Oh the changes over the last 4 months. This year started out so promising. We had insurance. We were going to try to have a baby. Things were really looking up. Then, we got bad news from the doctor. He wouldn't even try to help us conceive. My PCP tried to help us and that ended abruptly when I had a reaction to the birth control pills to try to regulate my period. From there it just went crazy. I spent most of January either in the doctor's office or the ER. The doctor thought I had a heart problem. That turned into the thought that I had GERD. The ER had already ruled out any lung issues. Finally, after 4 months they have decided to treat me for anxiety issues. The doctor called in some meds that I started yesterday. So far I am not liking the side effects. Yesterday, I spent most of the day feeling like my head was in the clouds. I called the pharmacist that confirmed my side effects were normal. Today, I woke up so weepy. I couldn't look at anyone or start talking without crying like crazy. I finally ended up having an asthma attack before all was said and done. I know it will take a while for the medicine to take effect so we have to wait it out.

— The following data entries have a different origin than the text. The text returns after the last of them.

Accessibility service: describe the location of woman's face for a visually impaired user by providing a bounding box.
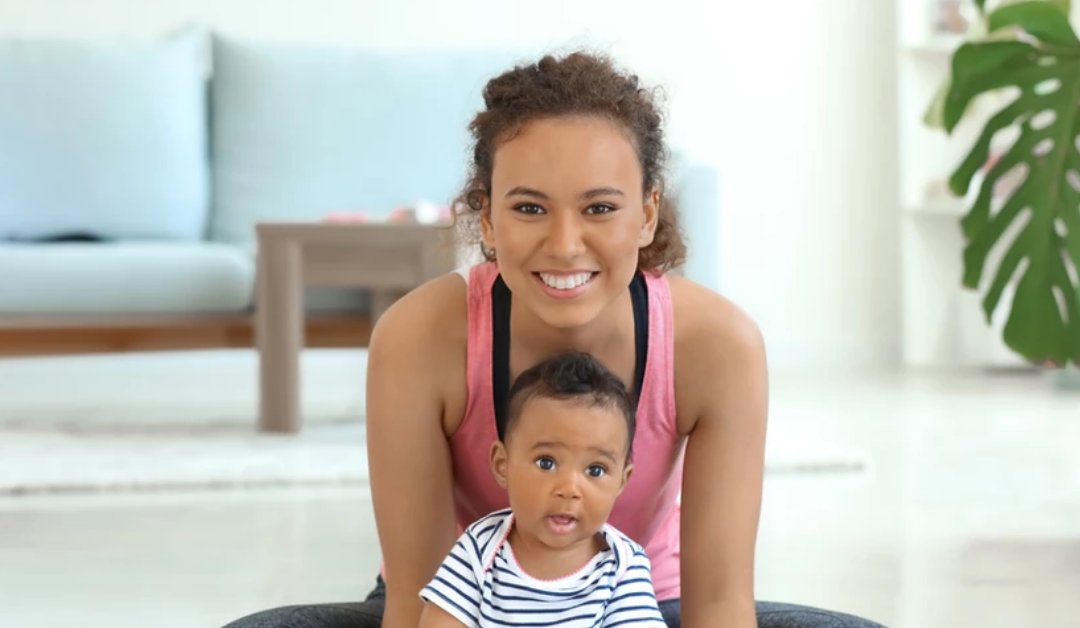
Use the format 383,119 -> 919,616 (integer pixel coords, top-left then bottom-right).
483,117 -> 659,329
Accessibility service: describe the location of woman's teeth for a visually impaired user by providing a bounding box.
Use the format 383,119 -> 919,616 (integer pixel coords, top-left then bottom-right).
540,272 -> 593,290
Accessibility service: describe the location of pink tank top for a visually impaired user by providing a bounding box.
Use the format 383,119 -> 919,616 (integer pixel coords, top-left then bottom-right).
450,263 -> 685,600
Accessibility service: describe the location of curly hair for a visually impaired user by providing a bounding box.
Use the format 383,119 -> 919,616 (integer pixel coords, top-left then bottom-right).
453,52 -> 686,272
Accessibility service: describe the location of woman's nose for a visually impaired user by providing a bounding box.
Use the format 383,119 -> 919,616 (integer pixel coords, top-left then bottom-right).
544,211 -> 585,259
555,473 -> 581,499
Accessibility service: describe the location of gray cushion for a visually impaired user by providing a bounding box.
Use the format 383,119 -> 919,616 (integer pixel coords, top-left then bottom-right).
212,37 -> 513,242
0,242 -> 254,315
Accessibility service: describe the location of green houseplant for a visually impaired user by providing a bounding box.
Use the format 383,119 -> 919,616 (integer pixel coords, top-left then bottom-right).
927,0 -> 1080,366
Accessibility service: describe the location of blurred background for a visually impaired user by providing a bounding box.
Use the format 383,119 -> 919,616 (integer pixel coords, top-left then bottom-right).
0,0 -> 1080,628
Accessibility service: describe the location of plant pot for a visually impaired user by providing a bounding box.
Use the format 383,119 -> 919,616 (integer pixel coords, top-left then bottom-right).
1054,364 -> 1080,392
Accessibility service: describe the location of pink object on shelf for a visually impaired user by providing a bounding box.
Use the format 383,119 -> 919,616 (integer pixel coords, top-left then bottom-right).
323,212 -> 370,223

Life has been the same for so long I didn't think there was any way I could possibly have anxiety issues. It made no sense why everything came on all at once either. I guess my body had just had enough stress. This has been difficult to swallow. Aunt Flossie took "nerve pills" but I never new exactly what they were for. Mom had some issues with depression and anxiety and was treated for it. I am not sure why this diagnosis was so hard for me to swallow. I just feel like I am broken person. I have this whole list of things that made this so hard to accept. I have many friends who struggle with emotional issues and I don't think less of them at all. I have always been more critical on myself than I am others, though. There is so much swirling through my head, but I am just not ready to put it on paper. I have always forced myself to be honest on this blog. It was my way to hold myself accountable. So I have written this entry to do just that.
I want to thank those who have prayed for me, for those who are in my inner circle and given me support, to those who have been my sounding board and those who are always there when I need you. I appreciate it more than you will ever know.